It is now widely accepted that inflammation and immunity play important roles in the pathogenesis of atherosclerosis (Hansson and Libby, 2006). Recently, several studies have shown that DPP-4 inhibitors and GLP-1R agonists exert also a potent anti-inflammatory effect and thus, may potentially contribute to the prevention of atherosclerosis (Chaudhuri et al., 2012; Makdissi et al., 2012).

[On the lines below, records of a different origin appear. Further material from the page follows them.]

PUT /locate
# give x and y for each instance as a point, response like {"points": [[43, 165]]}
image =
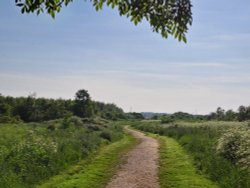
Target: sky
{"points": [[131, 66]]}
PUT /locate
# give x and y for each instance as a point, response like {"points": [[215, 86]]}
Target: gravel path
{"points": [[141, 167]]}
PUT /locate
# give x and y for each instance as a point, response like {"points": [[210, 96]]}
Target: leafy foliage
{"points": [[31, 109], [30, 153], [234, 145], [167, 17]]}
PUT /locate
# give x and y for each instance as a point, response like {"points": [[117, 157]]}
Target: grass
{"points": [[177, 169], [95, 172]]}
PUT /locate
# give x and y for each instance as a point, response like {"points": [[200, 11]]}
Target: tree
{"points": [[83, 105], [242, 115], [167, 17]]}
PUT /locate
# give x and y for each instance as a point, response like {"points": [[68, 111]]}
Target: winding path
{"points": [[141, 167]]}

Atherosclerosis as an Immune-Mediated Disorder
Studies over the last decade strongly support the idea that atherosclerosis results from endothelial cell dysfunction followed by lipid accumulation and an inflammatory process affecting both macro- and microvasculature (Lusis, 2000). But also, atherosclerosis is now universally recognized as having an inflammatory immune-mediated component in disease development in which both the monocyte and the macrophage are central to this inflammation (Ross, 1999). Macrophage infiltration is one of the driving factors for plaque development and during the first stages of atherosclerosis, they are actively recruited from the circulation and the vasa vasorum into the intimal lining of blood vessels. On the other hand, there is now solid evidence that T cell are involved in atherogenesis. The available data suggest that T cell-mediated responses contribute to both the development and the progression of atherosclerosis. The majority of pathogenic T cells involved in atherosclerosis are of Th1 profile producing high levels of INF-γ among other cytokines which are known to activate macrophages and dendritic cells, leading to the perpetuation of this pathogenic Th1 response (Hansson, 2001). In addition, IFN-γ may inhibit vascular smooth muscle cell (SMC) proliferation and reduces local collagen production. Matrix metalloproteinases are also up-regulated, thereby contributing to the thinning of the fibrous cap (Tedgui and Mallat, 2006). Deficiency of IFN-γ receptor or IFN-γ significantly reduces lesion development and enhances collagen content of the plaque, whereas exogenous administration of IFN-γ stimulates lesion development (Whitman et al., 2000).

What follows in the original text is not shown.